Keywords: SNNs, hardware faults, bottleneck problem, practicality, small fragments
Abstract: Spiking Neural Networks (SNNs) attract researchers due to their energy-efficient operations in neuromorphic devices. Despite their energy efficiency, SNNs are vulnerable to hardware faults, which impair the functionality of learnable parameters (e.g., Stuck-At-Faults (SAFs) in synaptic weights). This impairment reduces the capacity to absorb information. When input data contains information exceeding the capacity, SNNs may not absorb information correctly, referred to as **the bottleneck problem**. Existing approaches have relied on complex algorithms or direct modification to most synaptic weights in SNNs, limiting their practicality in neuromorphic devices.

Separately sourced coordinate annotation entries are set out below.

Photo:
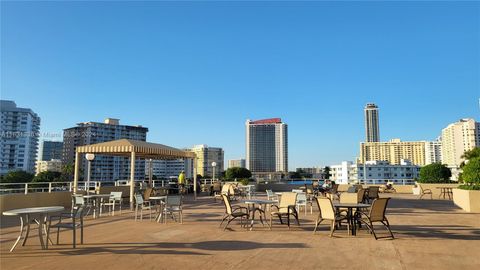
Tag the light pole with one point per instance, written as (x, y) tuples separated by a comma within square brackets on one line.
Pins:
[(89, 157), (214, 164)]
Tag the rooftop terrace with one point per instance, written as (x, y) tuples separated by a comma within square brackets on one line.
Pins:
[(431, 234)]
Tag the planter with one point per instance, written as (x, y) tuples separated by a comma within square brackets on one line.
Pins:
[(468, 200)]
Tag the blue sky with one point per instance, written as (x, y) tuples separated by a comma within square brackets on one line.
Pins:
[(193, 72)]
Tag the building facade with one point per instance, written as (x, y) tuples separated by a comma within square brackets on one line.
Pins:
[(393, 151), (52, 165), (104, 168), (457, 138), (205, 157), (169, 168), (51, 150), (267, 147), (375, 172), (372, 130), (237, 163), (19, 138)]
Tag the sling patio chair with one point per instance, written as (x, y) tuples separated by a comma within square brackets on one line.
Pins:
[(285, 208), (74, 221), (377, 214), (327, 212), (233, 212)]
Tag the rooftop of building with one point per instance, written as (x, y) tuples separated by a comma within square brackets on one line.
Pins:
[(429, 234)]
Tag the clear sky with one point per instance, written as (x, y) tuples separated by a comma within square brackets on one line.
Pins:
[(193, 72)]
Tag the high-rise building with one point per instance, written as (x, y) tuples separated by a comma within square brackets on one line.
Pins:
[(267, 147), (51, 150), (433, 152), (104, 167), (169, 168), (236, 163), (457, 138), (372, 131), (52, 165), (205, 156), (19, 138), (393, 151)]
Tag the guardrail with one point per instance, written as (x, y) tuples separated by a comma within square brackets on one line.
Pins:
[(32, 187)]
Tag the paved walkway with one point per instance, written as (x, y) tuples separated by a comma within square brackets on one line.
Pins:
[(430, 234)]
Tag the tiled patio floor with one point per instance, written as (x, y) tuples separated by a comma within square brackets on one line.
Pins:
[(430, 234)]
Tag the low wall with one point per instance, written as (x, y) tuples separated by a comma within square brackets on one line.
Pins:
[(15, 201)]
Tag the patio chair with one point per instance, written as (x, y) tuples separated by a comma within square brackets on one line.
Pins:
[(424, 192), (377, 214), (141, 205), (285, 208), (271, 196), (372, 193), (173, 204), (75, 222), (232, 212), (327, 212), (115, 198)]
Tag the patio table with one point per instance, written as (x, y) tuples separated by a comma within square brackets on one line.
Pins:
[(26, 214), (161, 199), (97, 199), (253, 209), (446, 191), (350, 216)]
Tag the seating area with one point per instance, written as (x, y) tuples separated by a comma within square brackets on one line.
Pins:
[(415, 229)]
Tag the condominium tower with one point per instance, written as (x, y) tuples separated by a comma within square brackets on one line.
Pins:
[(457, 138), (19, 138), (267, 147), (104, 167), (205, 157), (372, 131)]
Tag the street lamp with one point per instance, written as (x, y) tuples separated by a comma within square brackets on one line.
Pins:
[(214, 164), (89, 157)]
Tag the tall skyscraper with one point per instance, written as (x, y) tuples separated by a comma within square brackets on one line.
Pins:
[(51, 150), (372, 131), (267, 147), (19, 138), (457, 138), (205, 156), (107, 168)]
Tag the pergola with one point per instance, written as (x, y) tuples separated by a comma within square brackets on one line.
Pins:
[(133, 149)]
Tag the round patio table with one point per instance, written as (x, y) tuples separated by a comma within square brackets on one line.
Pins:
[(350, 216), (39, 215), (253, 209)]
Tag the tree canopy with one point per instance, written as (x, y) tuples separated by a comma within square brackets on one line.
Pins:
[(435, 173), (17, 177), (237, 172)]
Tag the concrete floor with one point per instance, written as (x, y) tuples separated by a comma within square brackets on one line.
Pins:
[(430, 234)]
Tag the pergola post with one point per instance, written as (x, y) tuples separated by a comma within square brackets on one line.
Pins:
[(132, 178), (195, 178), (76, 172)]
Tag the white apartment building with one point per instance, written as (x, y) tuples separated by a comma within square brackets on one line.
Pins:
[(374, 172), (19, 138), (236, 163), (53, 165), (457, 138)]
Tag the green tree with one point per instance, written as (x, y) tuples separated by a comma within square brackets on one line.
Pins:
[(435, 173), (237, 172), (326, 171), (48, 176), (17, 177)]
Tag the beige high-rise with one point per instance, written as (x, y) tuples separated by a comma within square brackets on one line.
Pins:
[(393, 151), (457, 138)]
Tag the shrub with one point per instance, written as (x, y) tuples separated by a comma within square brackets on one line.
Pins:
[(435, 173)]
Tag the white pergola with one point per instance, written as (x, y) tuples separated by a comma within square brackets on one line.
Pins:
[(133, 149)]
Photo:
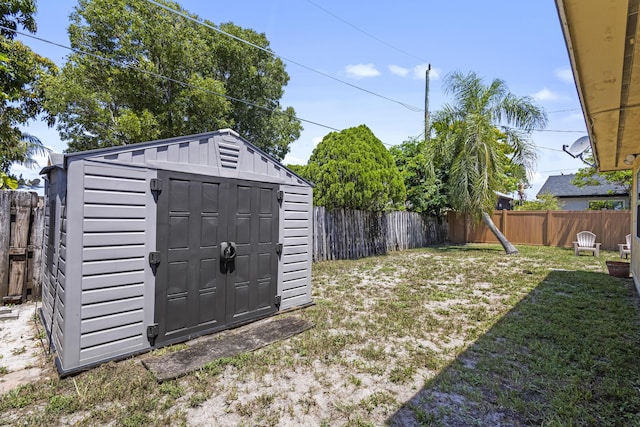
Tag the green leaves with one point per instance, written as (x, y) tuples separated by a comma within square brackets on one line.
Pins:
[(187, 71), (482, 139), (352, 169), (21, 97)]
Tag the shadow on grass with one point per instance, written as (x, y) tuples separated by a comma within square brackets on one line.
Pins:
[(483, 247), (567, 354)]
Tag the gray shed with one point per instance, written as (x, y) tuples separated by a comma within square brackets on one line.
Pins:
[(152, 244)]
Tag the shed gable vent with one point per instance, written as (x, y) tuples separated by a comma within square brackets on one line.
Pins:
[(229, 154)]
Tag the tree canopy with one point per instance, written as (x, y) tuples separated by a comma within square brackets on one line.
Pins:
[(426, 193), (353, 169), (141, 72), (483, 139), (21, 71)]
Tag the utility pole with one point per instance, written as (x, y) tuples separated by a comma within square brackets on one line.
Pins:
[(426, 104)]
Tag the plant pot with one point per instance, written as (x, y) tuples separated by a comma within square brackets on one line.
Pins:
[(618, 268)]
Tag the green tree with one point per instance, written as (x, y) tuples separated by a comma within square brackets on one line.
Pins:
[(21, 99), (353, 169), (485, 126), (425, 191), (544, 202), (165, 76)]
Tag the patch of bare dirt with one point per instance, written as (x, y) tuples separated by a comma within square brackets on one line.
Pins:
[(22, 354)]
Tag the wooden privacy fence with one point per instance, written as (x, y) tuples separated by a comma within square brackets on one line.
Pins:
[(350, 234), (548, 228), (21, 225)]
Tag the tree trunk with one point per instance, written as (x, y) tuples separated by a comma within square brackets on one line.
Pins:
[(508, 247)]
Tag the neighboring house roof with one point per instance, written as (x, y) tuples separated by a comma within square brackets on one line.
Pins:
[(561, 186)]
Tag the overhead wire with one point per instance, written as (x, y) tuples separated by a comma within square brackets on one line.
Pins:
[(365, 32), (275, 55), (151, 73)]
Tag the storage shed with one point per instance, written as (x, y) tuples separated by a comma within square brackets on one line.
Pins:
[(151, 244)]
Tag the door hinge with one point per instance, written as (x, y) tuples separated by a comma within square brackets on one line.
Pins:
[(152, 333), (154, 258), (156, 184)]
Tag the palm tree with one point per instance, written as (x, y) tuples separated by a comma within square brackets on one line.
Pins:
[(23, 153), (484, 132)]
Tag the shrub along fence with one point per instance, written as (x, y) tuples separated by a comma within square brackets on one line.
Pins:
[(548, 228), (350, 234), (21, 226)]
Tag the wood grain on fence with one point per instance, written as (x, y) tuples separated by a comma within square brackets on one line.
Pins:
[(21, 222), (548, 228), (351, 234)]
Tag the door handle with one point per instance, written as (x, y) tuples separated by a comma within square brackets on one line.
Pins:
[(227, 251)]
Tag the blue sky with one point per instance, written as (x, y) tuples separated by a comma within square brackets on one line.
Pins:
[(518, 42)]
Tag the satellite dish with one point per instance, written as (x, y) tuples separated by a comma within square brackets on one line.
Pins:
[(578, 149)]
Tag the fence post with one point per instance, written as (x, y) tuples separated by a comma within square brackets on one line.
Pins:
[(36, 241), (5, 235), (504, 222)]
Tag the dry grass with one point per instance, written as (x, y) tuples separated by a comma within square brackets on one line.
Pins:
[(438, 336)]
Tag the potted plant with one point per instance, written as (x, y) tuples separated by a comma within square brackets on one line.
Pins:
[(618, 268)]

This paper proposes a simple yet effective input control mechanism to address the problem, grounded in a thorough motivation study. Our mechanism divides the input samples into small fragments, following the best fragmentation strategy, derived by analyzing the characteristics of the input samples and diagnosing the current influence of faults. Experimental results demonstrate that our mechanism significantly enhances fault tolerance over existing methods, achieving these gains without complex algorithms or direct weight modification in various SNN models. Additionally, our mechanism improves the fault tolerance of SNN models implemented in a Field-Programmable Gate Array (FPGA) device.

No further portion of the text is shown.